月にすむ うさぎ
むかし、ずっとずっとむかし、深い森の中に、うさぎときつねとさるが、なかよく暮らしていました。
三匹はいつもいっしょにのんびりと歩きまわり、うれしいことがあると、おたがいに分けあっていました。
ある寒い夕方のことです。森の道に、つかれきったおじいさんがひとり、すわりこんでいました。「ああ、おなかがすいてたまらない。なにか食べるものを分けてくれないかね。」
心のやさしい三匹は、すぐに散らばって、おじいさんに差しあげるものをさがしに出かけました。
さるは木にひらりと登って、よく熟れた木の実をいっぱいに摘んできました。
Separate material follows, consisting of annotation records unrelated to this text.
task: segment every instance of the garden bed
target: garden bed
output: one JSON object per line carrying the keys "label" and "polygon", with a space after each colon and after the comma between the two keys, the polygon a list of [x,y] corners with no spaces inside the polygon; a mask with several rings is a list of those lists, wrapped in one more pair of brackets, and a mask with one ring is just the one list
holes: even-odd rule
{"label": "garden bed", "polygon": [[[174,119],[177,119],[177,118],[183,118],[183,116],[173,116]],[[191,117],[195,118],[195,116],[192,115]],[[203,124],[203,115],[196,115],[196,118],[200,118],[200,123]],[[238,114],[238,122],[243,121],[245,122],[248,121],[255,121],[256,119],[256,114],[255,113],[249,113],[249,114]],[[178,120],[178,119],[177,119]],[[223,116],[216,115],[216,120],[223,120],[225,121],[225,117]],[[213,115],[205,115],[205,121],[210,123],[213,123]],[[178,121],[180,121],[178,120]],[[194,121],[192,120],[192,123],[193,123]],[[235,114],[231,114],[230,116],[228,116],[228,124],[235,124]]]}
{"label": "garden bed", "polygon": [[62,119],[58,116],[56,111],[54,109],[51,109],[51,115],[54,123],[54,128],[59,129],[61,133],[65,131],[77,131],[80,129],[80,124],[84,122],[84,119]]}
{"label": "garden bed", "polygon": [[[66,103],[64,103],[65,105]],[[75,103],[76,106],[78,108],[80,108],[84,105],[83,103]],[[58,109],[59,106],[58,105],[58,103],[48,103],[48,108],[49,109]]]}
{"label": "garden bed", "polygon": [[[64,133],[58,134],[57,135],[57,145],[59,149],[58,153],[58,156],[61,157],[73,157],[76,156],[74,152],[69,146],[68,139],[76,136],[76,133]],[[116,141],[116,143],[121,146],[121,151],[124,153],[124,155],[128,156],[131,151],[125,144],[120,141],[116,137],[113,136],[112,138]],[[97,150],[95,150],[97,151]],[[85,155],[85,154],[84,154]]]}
きつねは小川へ走っていって、きらきら光る魚をくわえてきました。
ところがうさぎは、いくら野原をかけまわっても、おじいさんに差しあげられるものが見つかりませんでした。うさぎには、なにも持っているものがなかったのです。
うさぎはしょんぼりして帰ってきましたが、手ぶらのままではいられませんでした。小さな胸が、どきどきと高鳴っていました。
うさぎはじっと考えてから、おじいさんのそばへ近づいて言いました。「おじいさん、わたしには差しあげるものがありません。でも……わたしの心だけは、ぜんぶ差しあげたいのです。」
そうして、おじいさんのために枯れた草や小枝を集めて、小さな足でぴょんぴょんとはねながら、心をこめてあたたかい寝床をこしらえてあげました。
うさぎの小さな心があまりにもうつくしくて、寒い森じゅうが、ぱっと明るくなったようでした。
じつはそのおじいさんは、空からおりてきた方だったのです。三匹のやさしい心を、そっと見守っていたのでした。
おじいさんはにっこりほほえんで、うさぎを両手でそっと抱きあげました。「おまえの心は、ほんとうにうつくしいね。このあたたかさが、世界じゅうを照らしてくれたらいいのに。」
そうして、うさぎをまんまるいお月さまの上に、そっとのせてあげました。
だからでしょうか。夜空にお月さまが明るくのぼると、その中に一匹のうさぎが住んでいるように見えるのです。持っているものを惜しみなく分けあげた、心のやさしい、小さな月のうさぎが。
うさぎは持っているものがいちばん少なかったけれど、心だけはいちばん豊かだったんだよ。自分にあるほんの小さなものまで、よろこんで差しあげようとしたんだね。
空がうさぎを月にのせたのは、そのやさしい心が、夜ごとに世界じゅうを照らす光になってほしかったからなんだろうね。あたたかい心は、そうやって遠くまで明るく届くものなんだよ。
わたしたちのあかちゃんも、月を見たら思い出してね。いちばん小さな手でも、分けあう心をのせれば、夜じゅうを明るくできるほど輝くということを。パパは、あなたの心がいつもそんなふうにあたたかくあってほしいと願っているよ。